Derrotado en 2020 después de cumplir un mandato, Trump cayó en desgracia ante los ojos de muchos por acusaciones desacreditadas sobre fraude electoral y fue sometido a “guerra legal”. Sin embargo, sobrevivió y ganó la presidencia por segunda vez en 2024, esta vez como líder indiscutible de un nuevo Partido Republicano.
La coalición republicana de Reagan, dedicada al libre comercio, la inmigración legal masiva, las “guerras de elección” y los recortes de prestaciones sociales, y hostil a los sindicatos, ya no existe.
En su lugar, Trump y sus aliados han formado una nueva coalición basada en el comercio estratégico, la inmigración limitada, el escepticismo sobre los atolladeros militares extranjeros, la defensa de los derechos y el acercamiento a los miembros de los sindicatos.

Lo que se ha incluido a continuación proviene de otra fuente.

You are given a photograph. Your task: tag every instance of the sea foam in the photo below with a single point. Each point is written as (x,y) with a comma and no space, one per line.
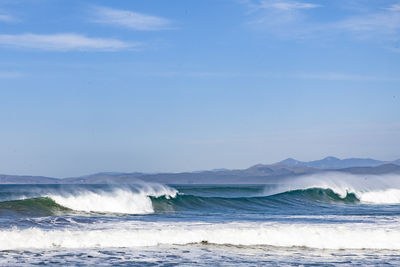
(345,236)
(119,200)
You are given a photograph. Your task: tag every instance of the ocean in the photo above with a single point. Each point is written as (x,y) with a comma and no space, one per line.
(329,220)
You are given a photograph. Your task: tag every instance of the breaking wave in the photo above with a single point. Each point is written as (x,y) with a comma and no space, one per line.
(282,235)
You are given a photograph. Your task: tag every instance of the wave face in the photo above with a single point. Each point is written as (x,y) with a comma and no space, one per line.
(309,194)
(372,189)
(118,201)
(134,199)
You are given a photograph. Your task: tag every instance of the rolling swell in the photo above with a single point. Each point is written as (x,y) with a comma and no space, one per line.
(296,198)
(41,206)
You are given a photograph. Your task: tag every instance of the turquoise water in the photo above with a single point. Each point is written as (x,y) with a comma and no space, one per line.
(147,224)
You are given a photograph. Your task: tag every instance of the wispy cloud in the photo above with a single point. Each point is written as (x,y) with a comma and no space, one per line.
(291,20)
(62,42)
(130,19)
(384,22)
(7,18)
(286,5)
(10,74)
(286,19)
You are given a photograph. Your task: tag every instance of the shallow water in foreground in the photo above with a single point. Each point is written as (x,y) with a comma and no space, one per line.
(330,220)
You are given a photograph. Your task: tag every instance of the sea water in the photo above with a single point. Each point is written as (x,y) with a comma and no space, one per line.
(327,219)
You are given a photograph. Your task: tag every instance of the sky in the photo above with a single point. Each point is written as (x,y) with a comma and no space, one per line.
(171,86)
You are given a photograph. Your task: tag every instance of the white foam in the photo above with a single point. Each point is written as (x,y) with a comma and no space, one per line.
(118,200)
(344,236)
(374,189)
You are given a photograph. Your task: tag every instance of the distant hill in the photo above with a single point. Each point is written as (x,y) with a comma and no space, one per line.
(382,169)
(257,174)
(24,179)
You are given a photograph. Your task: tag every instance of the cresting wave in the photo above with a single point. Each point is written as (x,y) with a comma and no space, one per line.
(133,201)
(282,235)
(372,189)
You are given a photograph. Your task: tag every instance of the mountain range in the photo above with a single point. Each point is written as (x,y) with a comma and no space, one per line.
(260,173)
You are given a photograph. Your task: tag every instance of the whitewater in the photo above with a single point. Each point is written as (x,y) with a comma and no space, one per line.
(321,218)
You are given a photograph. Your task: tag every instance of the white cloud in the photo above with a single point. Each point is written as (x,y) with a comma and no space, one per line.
(130,19)
(384,22)
(62,42)
(10,74)
(7,18)
(290,20)
(286,5)
(394,7)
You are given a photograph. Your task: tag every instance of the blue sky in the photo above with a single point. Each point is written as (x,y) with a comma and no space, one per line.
(89,86)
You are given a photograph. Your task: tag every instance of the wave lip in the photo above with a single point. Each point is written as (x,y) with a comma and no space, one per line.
(349,236)
(369,189)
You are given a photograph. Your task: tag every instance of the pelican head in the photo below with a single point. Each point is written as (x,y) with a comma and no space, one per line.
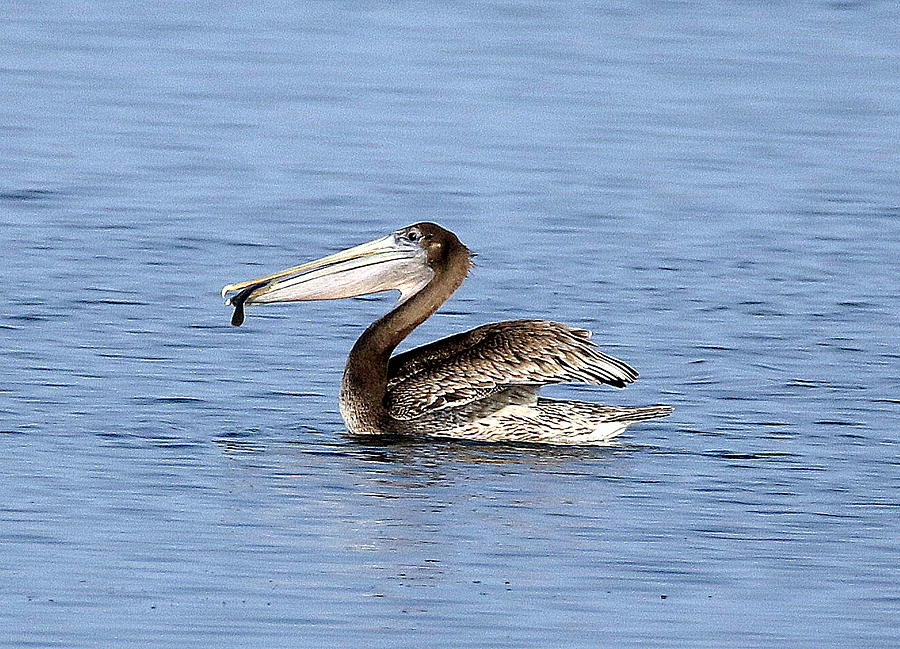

A los antiguos electores republicanos de propietarios de pequeñas empresas y evangélicos, el movimiento Trump ha sumado a ex demócratas (blancos de clase trabajadora y un número creciente de votantes negros y latinos) al tiempo que ha perdido a la mayoría de los estadounidenses con educación universitaria en favor del partido rival Obama.
Las personalidades públicas de sus líderes reflejan los electores de los partidos. Obama, al frente de un grupo de profesionales con credenciales universitarias y expertos tecnocráticos, exuda el tipo de racionalidad de voz suave que se prefiere en los seminarios académicos y las suites corporativas.
Trump, un veterano de los reality shows, un creador de productos comerciales en serie y un fanático de la lucha libre televisiva, es tan estridente e hiperbólico como Obama es frío y deliberado.
Un discurso de Obama es una charla de un autor aprobada por la NPR en una librería metropolitana. Un discurso de Trump es un entretenimiento de entretiempo en un derbi de demolición.
La victoria del partido Trump a nivel federal no significa la desaparición del partido Obama.
La nueva coalición demócrata de Obama seguirá controlando sus bastiones en las grandes ciudades y las ciudades universitarias, esperando el momento oportuno hasta poder recuperar el poder en Washington.
Por su parte, la nueva coalición Trump puede tener disputas: sus diversos electores, desde libertarios deslumbrados por Bitcoin hasta sindicalistas anti-despertados, pueden compartir poco más que su rechazo a los demócratas de Obama.
Una cosa parece segura: el rencor entre Obama y Trump que estalló en esa cena de 2011 y que se ha institucionalizado en los partidos nacionales que rehicieron probablemente continuará en los años venideros.
Michael Lind es el autor de “Hell to Pay: How the Suppression of Wages is Destroying America” (El infierno para pagar: cómo la supresión de los salarios está destruyendo a Estados Unidos).